If we derive the posetrior in terms of precision we would obtain $$\tau \sim \text{Gamma}(\alpha + \frac{n}{2}, \beta + \frac { 1} { 2} \sum _ { i = 1} ^ { n } \left( x _ { i } - \mu \right) ^ { 2})$$.

The predictive distribution for an unseen data point $$Y$$:

\left.\begin{aligned} p \left( Y \vert \mathbf { x } ,\mu ,\alpha ,\beta \right) & = \int p \left( Y \vert \mathbf { x } ,\mu ,\tau \right) p ( \tau \vert \mathbf { x } ,\mu ,\alpha ,\beta ) d \tau \\ & = \int p \left(Y \vert \mu ,\tau \right) p ( \tau \vert \mathbf { x } ,\mu ,\alpha ,\beta ) d \tau \end{aligned} \right.

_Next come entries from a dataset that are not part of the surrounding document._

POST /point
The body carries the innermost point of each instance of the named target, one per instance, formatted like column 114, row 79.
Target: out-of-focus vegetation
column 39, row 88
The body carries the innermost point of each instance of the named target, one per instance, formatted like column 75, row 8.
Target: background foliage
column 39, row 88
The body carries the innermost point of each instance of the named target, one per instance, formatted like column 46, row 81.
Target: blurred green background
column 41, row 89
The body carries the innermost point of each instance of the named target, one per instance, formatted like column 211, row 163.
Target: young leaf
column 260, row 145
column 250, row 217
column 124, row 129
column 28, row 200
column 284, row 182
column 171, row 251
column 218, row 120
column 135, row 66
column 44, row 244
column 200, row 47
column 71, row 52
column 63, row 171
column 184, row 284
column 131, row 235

which turns out to be a t-distribution:

$Y \sim \text{St} \left( \mu ,\frac { \alpha + n / 2} { \beta + \frac { 1} { 2} \sum _ { i = 1} ^ { n } \left( x _ { i } - \mu \right) ^ { 2} } ,2\alpha + n \right).$

### Conjugacy for the mean and variance

We make the following specifications:

\begin{align} X _ { i } &\sim N ( \mu ,\tau )\quad \quad i=1,\ldots,n \\ \mu &\sim N \left( \mu _ { 0} ,n _ { 0} \tau \right) \\ \tau &\sim \text{Gamma} ( \alpha ,\beta ) \end{align}

where the $$X_i$$ are assumed independent given $$\mu, \tau$$. We refer to this prior as normal-gamma distribution.

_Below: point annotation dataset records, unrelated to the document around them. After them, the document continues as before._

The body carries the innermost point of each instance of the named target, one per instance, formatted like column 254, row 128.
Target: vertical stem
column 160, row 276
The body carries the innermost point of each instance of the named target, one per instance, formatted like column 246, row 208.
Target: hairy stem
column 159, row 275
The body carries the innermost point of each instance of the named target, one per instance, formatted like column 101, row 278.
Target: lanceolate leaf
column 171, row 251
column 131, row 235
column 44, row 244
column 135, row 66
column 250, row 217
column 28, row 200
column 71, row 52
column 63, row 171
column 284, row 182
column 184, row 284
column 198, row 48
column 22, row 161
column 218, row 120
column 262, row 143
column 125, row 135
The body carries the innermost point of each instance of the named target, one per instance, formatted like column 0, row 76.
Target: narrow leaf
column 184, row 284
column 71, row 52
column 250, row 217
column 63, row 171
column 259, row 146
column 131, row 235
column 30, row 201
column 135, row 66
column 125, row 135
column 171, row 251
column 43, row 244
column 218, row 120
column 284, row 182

To compute the posterior distribution $$p(\mu, \tau \vert x)$$, we first compute $$p(\mu \vert \tau, x)$$ and then find $$p(\tau \vert x)$$.

\begin{align} \tau &\sim p(\tau \vert x) \\ \mu &\sim p(\mu \vert \tau, x) \end{align}

When $$\tau$$ is fixed, we are back in the setting of conjugacy for the mean and can simply use the results, plugging in $$n_0\tau$$ in place of $$\tau_0$$:

\left.\begin{aligned} \mathbb { E } [ \mu \vert \mathbf { x } ] & = \frac { n \tau } { n \tau + n _ { 0} \tau } \overline { x } + \frac { n _ { 0} \tau } { n \tau + n _ { 0} \tau } \mu _ { 0} \\ & = \frac { n } { n + n _ { 0} } \overline { x } + \frac { n _ { 0} } { n + n _ { 0} } \mu _ { 0} \end{aligned} \right.

and $$\tau_\text{post} = n\tau + n_0 \tau$$.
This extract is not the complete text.